2. The assembly tooling according to claim 1, characterized in that, The magnetic attracting component (131) includes a magnetic attracting base (1311) and a magnetic attracting part (1312) protruding from the magnetic attracting base (1311). The magnetic attracting part (1312) has a magnetic attracting vertical surface (1313). When the magnetic attracting component (131) is located in the positioning position, a magnetic force is generated between the magnetic attracting vertical surface (1313) and the magnetic component (1000) so that the magnetic component (1000) abuts against the positioning part of the first positioning assembly (120).

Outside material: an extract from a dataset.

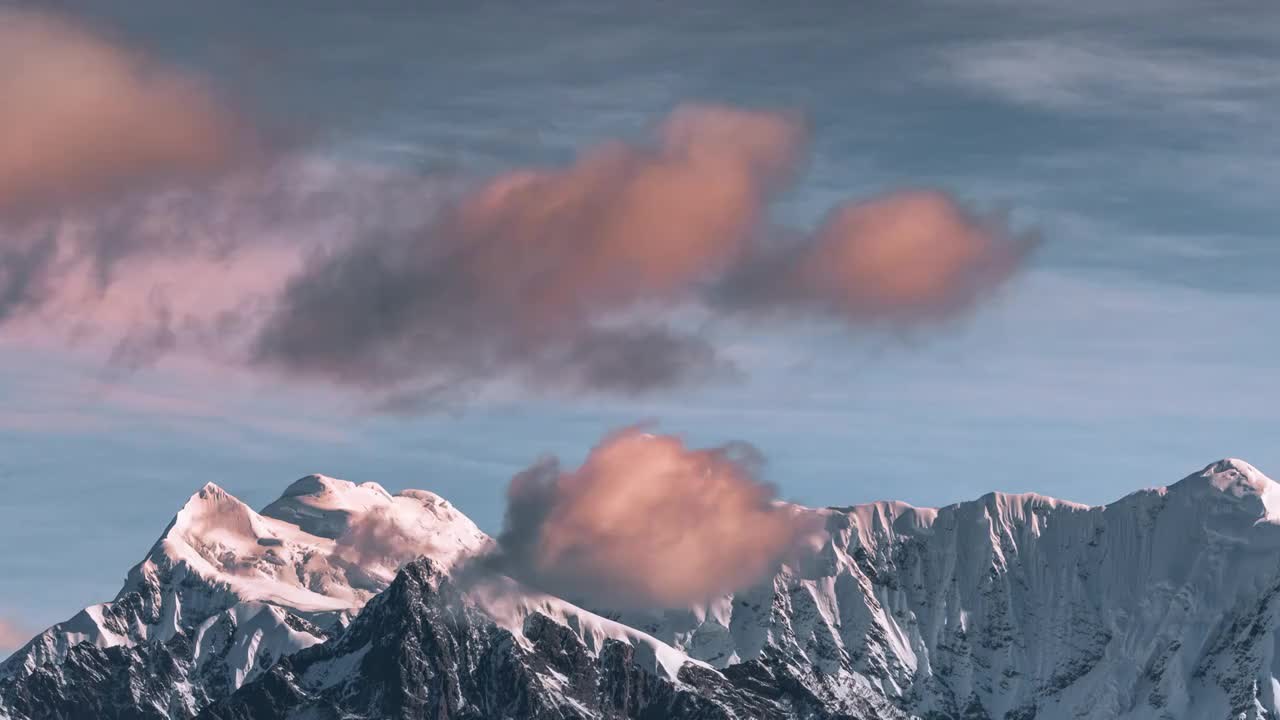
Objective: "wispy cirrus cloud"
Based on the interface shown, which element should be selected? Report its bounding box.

3. The assembly tooling according to claim 2, characterized in that, The first base (110) has a first positioning surface (111), and the magnetic part (1312) has a magnetic bottom surface (1314). When the magnetic part (131) is located in the positioning position, a magnetic force is generated between the magnetic bottom surface (1314) and the magnetic part (1000) so that the magnetic part (1000) abuts against the first positioning surface (111). And / or, the first base (110) has a first mating surface (112), the second base (210) has a second positioning surface (211), and when the second support component (200) and the first support component (100) are connected, the second positioning surface (211) and the first mating surface (112) are relatively fixed; the first support component (100) further includes a lifting elastic component (140), which is used to apply an elastic force to the mating part (2000) so that the mating part (2000) abuts against the second positioning surface (211).
4. The assembly tooling according to claim 1, characterized in that, The positioning part includes two spaced-apart first columns (1211), and the output end of the magnetic attraction component (130) is located between the two corresponding first columns (1211).
5. The assembly tooling according to claim 1, characterized in that, The first positioning member (121) is slidably disposed on the first base (110) in the vertical direction and has a first position and a second position. The first positioning member (121) located in the first position is used to position the magnetic part (1000); the first positioning member (121) located in the second position is away from the magnetic part (1000).
6. The assembly tooling according to claim 1, characterized in that, The second positioning component (220) includes: A transverse fixing member (221) is provided on the second base (210); A lateral movable member (222) is movably disposed on the second base (210), and the positioning end of the lateral movable member (222) can move closer to or further away from the lateral fixed member (221) along the Y direction. A longitudinal fastener (223) is provided on the second base (210); A longitudinal movable member (224) is movably disposed on the second base (210), and the positioning end of the longitudinal movable member (224) can move closer to or further away from the longitudinal fixed member (223) along the X direction, wherein the X direction and the Y direction are arranged at an angle.
7. The assembly tooling according to any one of claims 1-6, characterized in that, The second carrier component (200) and the first carrier component (100) are connected by magnetic attraction.